In urban parks on hot days, it’s the tree shade that attracts people.
Without trees you don’t get much of a dawn chorus. You don’t get moths or bats, both of whom need trees to shelter in. Urban trees can support a surprising amount of wildlife. Where there are urban trees, there can be large flocks of sparrows for example – one of the many species we’ve pushed towards the edge.
While the utility of trees is something we need to take seriously, there is far more to a tree than its usefulness. Most will live far longer than an individual human. They are powerful, transformative influences in any landscape and simply, they have the right to exist. They do so much for us, and yet we measure them in terms of any mild inconvenience they may cause.
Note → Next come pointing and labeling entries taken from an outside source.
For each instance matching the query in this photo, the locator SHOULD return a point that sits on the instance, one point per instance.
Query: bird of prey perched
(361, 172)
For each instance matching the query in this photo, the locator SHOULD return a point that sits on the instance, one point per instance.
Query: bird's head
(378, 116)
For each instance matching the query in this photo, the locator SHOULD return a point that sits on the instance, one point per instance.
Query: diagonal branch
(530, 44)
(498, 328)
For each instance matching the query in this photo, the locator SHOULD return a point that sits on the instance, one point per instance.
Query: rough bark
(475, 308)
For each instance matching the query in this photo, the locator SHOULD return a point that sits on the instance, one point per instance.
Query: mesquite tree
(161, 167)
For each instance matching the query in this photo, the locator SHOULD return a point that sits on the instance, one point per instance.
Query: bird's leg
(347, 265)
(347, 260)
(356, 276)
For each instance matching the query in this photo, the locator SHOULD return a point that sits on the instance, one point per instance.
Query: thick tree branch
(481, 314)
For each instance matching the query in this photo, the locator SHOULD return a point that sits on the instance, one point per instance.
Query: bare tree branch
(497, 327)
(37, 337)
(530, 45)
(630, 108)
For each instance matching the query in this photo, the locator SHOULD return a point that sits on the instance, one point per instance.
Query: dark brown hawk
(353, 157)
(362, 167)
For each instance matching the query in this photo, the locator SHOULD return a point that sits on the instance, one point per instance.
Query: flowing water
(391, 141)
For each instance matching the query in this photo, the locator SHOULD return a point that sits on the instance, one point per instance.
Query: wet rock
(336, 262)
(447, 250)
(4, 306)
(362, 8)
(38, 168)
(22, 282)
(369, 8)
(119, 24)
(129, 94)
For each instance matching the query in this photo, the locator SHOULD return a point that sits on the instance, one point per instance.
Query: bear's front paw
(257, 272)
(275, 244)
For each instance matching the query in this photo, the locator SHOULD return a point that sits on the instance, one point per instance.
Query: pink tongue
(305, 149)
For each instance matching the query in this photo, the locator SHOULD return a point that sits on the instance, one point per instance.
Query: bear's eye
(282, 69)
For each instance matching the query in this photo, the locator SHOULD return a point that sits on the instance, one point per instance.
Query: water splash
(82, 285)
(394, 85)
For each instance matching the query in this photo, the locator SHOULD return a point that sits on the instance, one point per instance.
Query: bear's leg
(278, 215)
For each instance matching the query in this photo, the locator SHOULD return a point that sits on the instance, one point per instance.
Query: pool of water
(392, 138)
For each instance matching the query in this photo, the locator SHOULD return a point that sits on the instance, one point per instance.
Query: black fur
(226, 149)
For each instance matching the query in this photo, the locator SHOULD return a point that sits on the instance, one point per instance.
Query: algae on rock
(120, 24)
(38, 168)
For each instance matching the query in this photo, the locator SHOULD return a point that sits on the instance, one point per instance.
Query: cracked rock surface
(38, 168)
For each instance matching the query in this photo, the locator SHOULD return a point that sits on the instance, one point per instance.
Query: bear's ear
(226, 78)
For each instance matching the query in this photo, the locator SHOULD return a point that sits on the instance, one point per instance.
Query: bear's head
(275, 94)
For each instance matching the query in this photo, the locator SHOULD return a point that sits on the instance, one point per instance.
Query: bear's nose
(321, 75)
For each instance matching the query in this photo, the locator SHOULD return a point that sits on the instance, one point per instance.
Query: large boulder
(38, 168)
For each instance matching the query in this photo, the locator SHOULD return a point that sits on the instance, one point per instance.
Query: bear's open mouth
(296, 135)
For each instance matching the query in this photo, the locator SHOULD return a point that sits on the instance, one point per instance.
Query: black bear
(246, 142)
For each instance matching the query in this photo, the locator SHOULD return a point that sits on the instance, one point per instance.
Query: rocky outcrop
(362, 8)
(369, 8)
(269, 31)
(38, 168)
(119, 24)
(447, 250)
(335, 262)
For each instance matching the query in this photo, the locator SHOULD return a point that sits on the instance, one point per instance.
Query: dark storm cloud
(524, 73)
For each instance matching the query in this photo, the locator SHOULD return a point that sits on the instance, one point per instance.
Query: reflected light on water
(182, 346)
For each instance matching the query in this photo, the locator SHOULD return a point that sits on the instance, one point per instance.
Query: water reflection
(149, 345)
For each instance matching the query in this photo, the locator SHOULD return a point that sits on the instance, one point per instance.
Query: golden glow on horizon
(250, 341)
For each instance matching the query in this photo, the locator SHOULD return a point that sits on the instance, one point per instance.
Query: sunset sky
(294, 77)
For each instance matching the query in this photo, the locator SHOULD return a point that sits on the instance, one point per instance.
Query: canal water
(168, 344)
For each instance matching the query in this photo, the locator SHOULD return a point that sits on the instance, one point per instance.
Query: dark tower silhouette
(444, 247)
July 1st, 2019 at 11:09 am
Reblogged this on Blue Dragon Journal.
July 1st, 2019 at 3:06 pm
Out here in the desert, most trees are likely planted by someone. So with a lack of trees, it is clouds that can make the desert heat bearable. It is clouds in their many different forms that add interest to that vast expanse of sky. Rain in any amount is a blessing from a sprinkle, to a gully washer that nearly floods the land.
July 2nd, 2019 at 6:15 am
Ooh thank you for this!
July 13th, 2019 at 9:57 pm
Totally agree, but in fairness it’s not always a “mild” inconvenience. Toronto is heavily treed and when we had an ice storm in 2013 it was a nightmare. A beautiful, deadly, city-crushing, personally traumatic nightmare. We’re still planting more trees, though, trying to expand the canopy as much as possible–one of the reasons this is a great city to live in.